UK Train Rides Analysis
Project details
Introduction
Understanding train ride patterns, delays, and passenger numbers is crucial for improving the efficiency and reliability of train services in the UK.
Objective: The primary aim of this analysis is to uncover key insights and trends within the UK train rides data. This includes identifying patterns in delays, peak travel times, popular routes and ticket types.
Scope: This analysis focuses on various aspects such as train schedules, delays, routes, and ticket prices to provide a comprehensive overview of UK train rides.
Code Access: If you are interested in viewing the analysis code, it is available on GitHub. Click here to access the code.
Data Source
The dataset used for this analysis contains detailed information on UK train rides. It includes data on various aspects such as train schedules, delays, routes, and ticket types.
Origin: The dataset was sourced from Maven Analytics, a platform that provides various datasets for data analysis and learning purposes.
Purpose: This analysis serves as a playground project to gather feedback from the Maven Analytics community on my data analysis skills and insights.
License: The dataset is provided by Maven Analytics for educational and analytical purposes. Ensure to review and comply with any specific licensing terms stated on their platform.
Example:
Cleaning and Preparing the Data
Initial Inspection: The dataset initially contained several missing values and some outliers that needed to be addressed.
Handling Missing Values: Missing values were handled by using techniques such as imputation and removal of rows/columns with excessive missing data.
Data Transformation: Several features were transformed to improve their suitability for analysis. This included:
- Extracting Departure Hour: The departure hour was extracted from the departure time to analyze hourly patterns in train departures.
- Calculating Delay: The delay in minutes for each trip was calculated by finding the difference between the actual arrival time and the scheduled arrival time.
Tools Used: The Python libraries used for data cleaning included Pandas for data manipulation and cleaning, NumPy for numerical operations, and Matplotlib for initial exploratory data analysis.
Example:
What Are The Most Popular Routes?
Objective: To determine the most popular routes based on passenger numbers.

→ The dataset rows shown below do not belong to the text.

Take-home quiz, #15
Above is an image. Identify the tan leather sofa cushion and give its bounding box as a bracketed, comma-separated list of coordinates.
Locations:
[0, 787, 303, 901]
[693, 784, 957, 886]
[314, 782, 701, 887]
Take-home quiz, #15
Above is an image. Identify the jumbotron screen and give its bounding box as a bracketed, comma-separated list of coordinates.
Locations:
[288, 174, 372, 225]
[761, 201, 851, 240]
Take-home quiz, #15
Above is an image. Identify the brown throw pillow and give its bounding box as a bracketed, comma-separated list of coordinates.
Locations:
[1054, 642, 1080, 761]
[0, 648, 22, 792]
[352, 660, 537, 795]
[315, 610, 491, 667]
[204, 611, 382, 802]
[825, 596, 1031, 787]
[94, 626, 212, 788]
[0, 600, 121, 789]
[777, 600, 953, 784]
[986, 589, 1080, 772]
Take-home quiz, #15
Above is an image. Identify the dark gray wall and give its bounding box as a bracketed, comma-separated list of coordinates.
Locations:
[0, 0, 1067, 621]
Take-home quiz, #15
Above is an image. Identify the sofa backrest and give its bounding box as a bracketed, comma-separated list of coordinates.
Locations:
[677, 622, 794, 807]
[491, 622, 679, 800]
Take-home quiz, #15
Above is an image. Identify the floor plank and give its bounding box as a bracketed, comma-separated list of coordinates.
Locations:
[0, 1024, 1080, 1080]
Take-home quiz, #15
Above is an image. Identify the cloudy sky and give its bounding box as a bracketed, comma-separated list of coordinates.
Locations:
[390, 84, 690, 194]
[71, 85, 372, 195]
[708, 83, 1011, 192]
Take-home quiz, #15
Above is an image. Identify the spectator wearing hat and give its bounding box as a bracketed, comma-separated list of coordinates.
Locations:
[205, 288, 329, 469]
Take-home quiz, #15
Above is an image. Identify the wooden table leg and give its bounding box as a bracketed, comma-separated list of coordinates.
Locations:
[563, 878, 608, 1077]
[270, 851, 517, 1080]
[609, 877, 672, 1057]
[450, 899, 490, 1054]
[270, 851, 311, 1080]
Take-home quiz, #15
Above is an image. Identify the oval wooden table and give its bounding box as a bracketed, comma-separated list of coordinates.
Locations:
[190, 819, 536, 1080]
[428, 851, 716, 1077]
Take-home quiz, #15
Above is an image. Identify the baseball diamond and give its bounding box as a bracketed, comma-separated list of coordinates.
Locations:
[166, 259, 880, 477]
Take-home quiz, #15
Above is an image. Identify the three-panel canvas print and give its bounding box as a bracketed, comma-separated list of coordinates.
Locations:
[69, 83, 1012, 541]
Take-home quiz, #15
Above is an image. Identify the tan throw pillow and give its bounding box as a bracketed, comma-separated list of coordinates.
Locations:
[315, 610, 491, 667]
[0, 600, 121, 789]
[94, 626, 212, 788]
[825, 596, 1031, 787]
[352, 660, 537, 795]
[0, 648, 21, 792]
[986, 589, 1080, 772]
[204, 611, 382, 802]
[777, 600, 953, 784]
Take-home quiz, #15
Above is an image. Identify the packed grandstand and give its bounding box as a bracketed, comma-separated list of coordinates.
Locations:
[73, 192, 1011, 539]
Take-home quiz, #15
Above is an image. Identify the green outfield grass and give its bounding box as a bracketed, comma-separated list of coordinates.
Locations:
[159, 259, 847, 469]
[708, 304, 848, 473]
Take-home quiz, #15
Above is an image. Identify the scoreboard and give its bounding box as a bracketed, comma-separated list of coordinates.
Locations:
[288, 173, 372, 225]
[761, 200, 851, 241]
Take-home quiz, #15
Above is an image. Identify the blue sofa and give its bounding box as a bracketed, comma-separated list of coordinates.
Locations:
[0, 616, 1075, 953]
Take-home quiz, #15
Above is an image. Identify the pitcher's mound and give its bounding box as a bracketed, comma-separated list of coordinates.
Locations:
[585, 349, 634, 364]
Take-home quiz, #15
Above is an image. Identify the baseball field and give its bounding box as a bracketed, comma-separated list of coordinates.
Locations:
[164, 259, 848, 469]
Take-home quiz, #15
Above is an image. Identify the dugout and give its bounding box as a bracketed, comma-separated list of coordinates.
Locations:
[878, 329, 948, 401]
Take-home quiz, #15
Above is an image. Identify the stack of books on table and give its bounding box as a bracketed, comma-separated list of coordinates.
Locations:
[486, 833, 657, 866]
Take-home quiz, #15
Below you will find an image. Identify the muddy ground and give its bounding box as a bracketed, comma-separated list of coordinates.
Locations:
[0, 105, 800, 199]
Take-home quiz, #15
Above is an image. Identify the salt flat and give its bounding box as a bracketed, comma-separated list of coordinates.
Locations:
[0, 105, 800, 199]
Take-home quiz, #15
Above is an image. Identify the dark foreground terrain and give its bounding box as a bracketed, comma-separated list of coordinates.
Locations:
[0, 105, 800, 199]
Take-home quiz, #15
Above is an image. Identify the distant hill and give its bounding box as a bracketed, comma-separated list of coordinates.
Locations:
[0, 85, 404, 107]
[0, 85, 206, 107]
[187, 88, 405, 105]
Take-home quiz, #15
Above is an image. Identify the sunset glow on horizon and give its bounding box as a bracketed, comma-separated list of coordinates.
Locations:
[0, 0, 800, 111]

Method: The data was grouped by routes and the total number of passengers for each route was calculated. Initially, there were 65 routes, but for better visualization, we narrowed it down to the top 8 routes. A bar chart was used to visualize the top routes.
Findings:
- Top 8 Routes:
- Manchester Piccadilly to Liverpool Lime Street
- London Euston to Birmingham New Street
- London Kings Cross to York
- London Paddington to Reading
- London St Pancras to Birmingham New Street
- Liverpool Lime Street to Manchester Piccadilly
- Liverpool Lime Street to London Euston
- London Euston to Manchester Piccadilly
Insights: The analysis reveals that route originating from Manchester Piccadilly to Liverpool Lime Street are the most popular, indicating a high volume of travel (4628 trip).
What Are The Peak Travel Times?
Objective: To identify peak travel times based on departure hours.
Method: The data was grouped by departure hour and the total number of passengers for each hour was calculated. A bar chart was used to visualize the data and highlight peak travel times.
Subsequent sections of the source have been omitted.